En fin, entre otras, dos últimas imágenes de Andrés Serrano, propuestas de teatros sexuales («sexual scenarios», fotógrafo dixit) en que la ilusión referencial es (des)integrada por la repulsión: a) «Heaven and Hell», de 1984: sobre fondo azul, un cardenal da la espalda a un torso de mujer, desnuda, cabeza caída hacia tras, pelo rizado colgando por la espalda. Torso a la derecha, cardenal a izquierda. El torso enseña rastro de sangre reseca que ha caído por lo senos, dibujando líneas verticales casi perpendiculares al sombreado de las costillas. Brazos alzados en esfuerzo, colgando de una atadura que anuda los puños. Vemos cuello y barbilla, acaso sugiriendo muñón sobrante de decapitación. Por contra, el cardenal es todo rostro, todo cabeza plantada sobre la rigidez del alzacuello. Cara limpia, sobre-afeitada, mirada dirigida al suelo, soberbia humilitas que contrasta con el cuerpo desposeído y humillado del torso femenino. La firmeza, la vis erótica del cuerpo femenino colgado, contrasta con la cara enferma del cardenal. b) «Daddy’s Little Girl», del año 2000: sobre fondo azul, cielo acartonado e hiper-dramatizado, octogenaria trajeada con fantasía de princesa, portando diadema sobre el pelo blanco, que cae en desaliño a ambos lados del rostro. El colgante de la oreja izquierda es igual de fake que las estrellas de la diadema, rimando con el cielo en un todo cursi. El disfraz va del granate al rojo, con apliques dorados y metalizados. Las hombreras del traje imponen un porte, una postura, más firme a la figura, mucho más firme de lo que la flacidez del rostro (resisten al cadáver, en tanto in firmo, es decir, carne poco firme, cadáver pospuesto y adiado), piel arrugada a la que se superpuso pátina cosmética, pudiera hacer suponer. Contorno de ojos marcado con rimmel, apenas disfrazando las papadas de los globos oculares. La precisión de la pintura de labios subraya la finura de los mismos, que se entreabren apenas. Las manos tienen representación escasa, sólo se ven nudillos descarnados en los que brillan sendos apliques anulares. Ambos conjuntos de falanges levantan una falda roja, enseñando la parte superior de los muslos y una vulva depilada. La piel, en este caso, sobresale por su aspecto terso y firme, ilusión provocada por unos panties color carne. El trampantojo sólo se manifiesta con claridad por una costura azul que dibuja la vertical de los genitalia, los labios vaginales entrevistos.

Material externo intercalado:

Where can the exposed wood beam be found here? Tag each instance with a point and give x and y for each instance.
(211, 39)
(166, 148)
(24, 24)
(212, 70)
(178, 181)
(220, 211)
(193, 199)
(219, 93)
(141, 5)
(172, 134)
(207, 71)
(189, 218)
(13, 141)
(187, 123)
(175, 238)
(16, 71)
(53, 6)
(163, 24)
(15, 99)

¿Puede ser bella una imagen pornográfica? ¿Puede ser pornográfica una imagen bella? El quiasmo no rasura el matiz que distingue ambas cuestiones. Discriminaciones en estos términos lo son en sede jurisprudente que, en todo caso, acometen una legiferación imposible, como ya se había puesto de manifiesto en la polémica al rededor de Piss Christ: «in the lawsuit over Piss Christ, the court struggled with the paradox that an artwork might be beautiful and (yet) obscene» (Alison Young, Judging the Image. Art, Law, Value). Grafología inmunda, imagología inmunda, escritura sucia, visualidad sucia... Lo inmundo y lo sucio lo son por legiferación demasiado humana, aquende una fascinación extramoral. Lo presentable —escribible, visible— no parece borrar la ecuación del decorum. Mas la ecuación del decorum sólo adviene en la sublación de lo indecoroso.